I do not believe that the Socialists have begun to have the answer. We have heard the hon. Member for the Park Division of Sheffield (Mr. Mulley) talking about planning, and we all remember the right hon. Member for Easington (Mr. Shinwell) too late confessing that the Socialists did not think enough before introducing their nationalisation Measures. Are they now sure that they have thought enough about planning? We give them credit for eschewing any planning of labour, but do they think they can succeed just by the planning of imports? They blame the Americans bitterly for the restrictionism of tariffs and quotas.

I declare an interest here. I am a builder. Do they think that the control of building is the answer? It is only a fraction of building which they regard as frivolous, and that will not solve the national problem. I do not believe that they have begun to have the answer. Their doctrinaire phrases are nothing but cant, and I hope to heaven that they are not deceiving themselves, as well as trying to deceive the rest of us.

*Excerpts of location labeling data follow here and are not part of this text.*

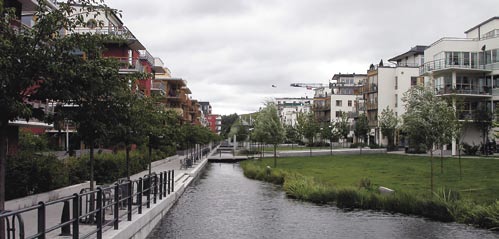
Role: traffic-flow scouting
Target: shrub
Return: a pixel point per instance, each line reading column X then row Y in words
column 470, row 149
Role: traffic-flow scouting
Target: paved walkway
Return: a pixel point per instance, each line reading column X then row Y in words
column 54, row 212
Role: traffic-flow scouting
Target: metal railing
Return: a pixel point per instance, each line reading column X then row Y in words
column 89, row 208
column 444, row 64
column 145, row 55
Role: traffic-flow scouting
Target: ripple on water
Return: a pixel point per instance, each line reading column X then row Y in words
column 222, row 203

I should not like to blame the trade unions. I think they are desperately keen on productivity because they see that their future interests lie there, but I wish they would pay more attention to an imaginative redeployment of redundant labour so that those men could take up jobs in the expanding industries. That is where the trade unions can help their own members and the country, and management should encourage them. If only there were more contracts like those of the boot and shoe operatives requiring work study and methods study, the country would be better off.

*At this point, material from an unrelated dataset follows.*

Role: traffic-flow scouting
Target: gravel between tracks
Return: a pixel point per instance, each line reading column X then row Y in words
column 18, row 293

As Tories, we want more competition, more production and, to be quite brutal, more bankruptcies. We want more production at a high level of efficiency and not just more production at any cost. I stress that it is not only the private employer who has a duty to use the modern managerial methods of methods study, work study and cost analysis, incentive schemes and so on.

The Government are the largest employers of us all, but there are differences between one Department and another. Some Departments are using these techniques to the full, and I particularly commend the Services for their imaginative use of methods study. There are Government Departments which have not yet used to the full these methods. I only wish that when I asked my right hon. Friend the Minister of Health how many methods study experts he had in his Health Service of 400,000 he had answered with a figure larger than the derisory one of nine. The Government should give an example to private enterprise which is itself patchy in this respect, some brilliant and some laggard in the proper and full use of skilled and unskilled labour.

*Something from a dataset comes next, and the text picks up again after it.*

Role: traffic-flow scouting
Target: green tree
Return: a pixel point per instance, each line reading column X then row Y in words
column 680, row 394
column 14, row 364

I have tried to cover far too much in far too short a time. That is the privilege of a back bencher. I hope that I have at least treated seriously the theme which many of us feel basic to the debate, that the Socialists are kidding themselves and the country if they think that this simple eight-letter word "planning" contains a single answer to the problem to which we all want a solution—expansion combined with a stable £.

The Government are, by temperament and by conviction, expansionist. That is the only solution that any sensible person can wish for, and although I am a passionate expansionist I rely on them to go ahead just as soon as our reserves and the stability of our currency permit.

I wish that I had more time to deal with the detailed suggestion made by the hon. Member for Newton in connection with arbitration. These are very delicate matters and he was very properly cautious in handling them in view of the national situation today.

It being Ten o'clock, The CHAIRMAN left the Chair to report Progress and ask leave to sit again.

Committee report Progress: to sit again upon Monday next.